Playing the part of the “invaders,” were “Gurkhas and civilians found using a recruitment agency” – a move motivated by cuts in the Army, the reports said. The “enemies” were wearing “distinctive blue uniforms and were equipped with AK-47 semi-automatic rifles, which Putin’s troops carry.”
The AK-47 is an outdated weapon designed shortly after World War II. While the Russian military has millions of them stockpiled for a potential all-out war, the Defense Ministry stopped buying AK-47s in 2011. The default assault rifle is currently the AK-74, while elite troops have more advanced specialized weapons.
The Mail on Sunday said during the exercise the “Russians” “launched a tank assault using the T-72, a model recently upgraded by the Kremlin at £20 million per tank.”
“As well as the Polish-built T-72 there were three other Soviet-design tanks, supplied by a private collector and the Tank Museum,” the report added.
The report accurately portrays the T-72 as a tank that the Russian military could theoretically use in a conflict, since models belonging to this family comprise most of the main battle tank fleet in Russia.

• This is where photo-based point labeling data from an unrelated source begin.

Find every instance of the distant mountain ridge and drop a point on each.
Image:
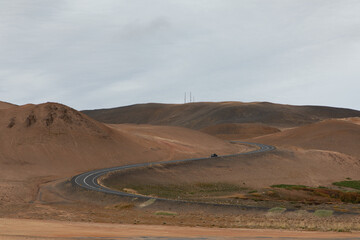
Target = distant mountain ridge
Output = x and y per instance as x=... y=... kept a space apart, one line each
x=204 y=114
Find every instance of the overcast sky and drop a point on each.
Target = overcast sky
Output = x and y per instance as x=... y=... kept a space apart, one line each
x=95 y=54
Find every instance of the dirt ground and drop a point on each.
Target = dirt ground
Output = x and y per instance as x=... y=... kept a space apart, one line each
x=35 y=229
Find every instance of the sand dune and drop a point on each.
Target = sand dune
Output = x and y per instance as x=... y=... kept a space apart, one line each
x=341 y=136
x=5 y=105
x=204 y=114
x=49 y=141
x=235 y=131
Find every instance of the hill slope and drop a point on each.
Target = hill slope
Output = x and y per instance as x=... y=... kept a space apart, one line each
x=235 y=131
x=201 y=115
x=333 y=135
x=49 y=141
x=5 y=105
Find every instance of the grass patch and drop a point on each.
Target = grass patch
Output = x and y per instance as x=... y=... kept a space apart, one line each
x=349 y=184
x=165 y=213
x=323 y=213
x=187 y=191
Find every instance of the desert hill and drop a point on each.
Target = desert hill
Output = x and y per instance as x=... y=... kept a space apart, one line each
x=205 y=114
x=236 y=131
x=332 y=135
x=5 y=105
x=50 y=141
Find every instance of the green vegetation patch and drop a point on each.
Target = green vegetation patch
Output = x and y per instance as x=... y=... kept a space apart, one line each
x=323 y=213
x=350 y=184
x=187 y=191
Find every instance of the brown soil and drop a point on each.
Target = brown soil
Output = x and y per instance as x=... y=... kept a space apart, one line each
x=235 y=131
x=307 y=167
x=205 y=114
x=5 y=105
x=67 y=230
x=330 y=135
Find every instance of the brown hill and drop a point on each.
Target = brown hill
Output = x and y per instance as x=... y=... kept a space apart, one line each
x=50 y=141
x=204 y=114
x=332 y=135
x=234 y=131
x=5 y=105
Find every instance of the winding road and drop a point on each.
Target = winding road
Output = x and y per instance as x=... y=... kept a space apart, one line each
x=89 y=180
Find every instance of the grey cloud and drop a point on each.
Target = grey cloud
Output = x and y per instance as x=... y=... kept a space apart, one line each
x=90 y=54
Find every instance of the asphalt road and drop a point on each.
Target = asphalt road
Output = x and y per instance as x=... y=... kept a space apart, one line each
x=89 y=181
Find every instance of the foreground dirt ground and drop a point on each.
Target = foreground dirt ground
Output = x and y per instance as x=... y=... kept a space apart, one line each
x=34 y=229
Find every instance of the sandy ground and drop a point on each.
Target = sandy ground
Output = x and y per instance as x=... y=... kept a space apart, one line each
x=25 y=228
x=40 y=144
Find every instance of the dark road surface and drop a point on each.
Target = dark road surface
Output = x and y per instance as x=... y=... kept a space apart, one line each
x=89 y=181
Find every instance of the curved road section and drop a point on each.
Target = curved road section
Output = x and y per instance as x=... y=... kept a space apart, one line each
x=89 y=180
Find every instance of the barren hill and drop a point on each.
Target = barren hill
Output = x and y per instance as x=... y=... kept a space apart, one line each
x=5 y=105
x=204 y=114
x=235 y=131
x=50 y=141
x=333 y=135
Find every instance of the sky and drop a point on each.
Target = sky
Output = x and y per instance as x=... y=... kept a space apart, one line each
x=92 y=54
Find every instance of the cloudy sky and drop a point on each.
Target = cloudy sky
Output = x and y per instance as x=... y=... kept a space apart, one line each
x=95 y=54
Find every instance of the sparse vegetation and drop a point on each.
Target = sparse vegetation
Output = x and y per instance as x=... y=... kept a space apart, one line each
x=186 y=191
x=348 y=184
x=287 y=186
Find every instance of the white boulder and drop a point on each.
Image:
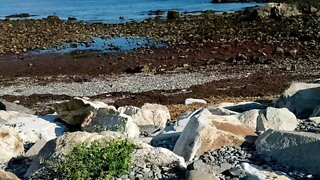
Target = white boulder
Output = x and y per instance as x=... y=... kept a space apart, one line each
x=31 y=128
x=110 y=119
x=57 y=149
x=74 y=112
x=206 y=132
x=11 y=144
x=278 y=119
x=148 y=114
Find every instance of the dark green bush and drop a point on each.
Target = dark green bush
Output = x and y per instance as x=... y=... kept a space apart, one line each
x=98 y=160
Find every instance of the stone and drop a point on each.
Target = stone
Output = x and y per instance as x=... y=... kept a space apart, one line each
x=242 y=106
x=149 y=114
x=200 y=175
x=237 y=172
x=315 y=119
x=220 y=111
x=75 y=111
x=173 y=14
x=55 y=150
x=31 y=128
x=278 y=119
x=291 y=149
x=34 y=150
x=217 y=169
x=255 y=172
x=2 y=106
x=199 y=165
x=316 y=112
x=173 y=132
x=189 y=101
x=205 y=132
x=301 y=99
x=277 y=10
x=11 y=144
x=7 y=175
x=158 y=156
x=250 y=119
x=110 y=119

The Polish version is called PT-91 Twardy and is derived from the T-72M1, the 1982 version of the Soviet-designed tank.
However, the older tank models remaining in service in Russia are in long-time storage while most of the 2,700 or so vehicles used for trainings are T-90A, T-80U, T-80BV and T-72B. The more advanced models were developed in the 2000s.
The UK tabloids say the British troops overwhelmed “Putin’s army” with “missile strikes from Apache helicopter gunships and bursts of fire from Warrior armored fighting vehicles,” throwing back the “invaders” despite presumably being “within range of thousands of Russian troops and nuclear-capable missiles at Kaliningrad on the Baltic Sea."
Meanwhile the UK military insisted that “uniforms and equipment used for this military demonstration were standard and did not represent any nation,” according to spokesman Lieutenant Colonel Bayard Barron. The Soviet equipment was indeed provided by a local tank museum and was selected to add “a bit of variety” to the demonstration, he added. Barron told RT it had “nothing to do with any current or planned deployments” and was an “annual internal demonstration” rather than a “mission rehearsal exercise.”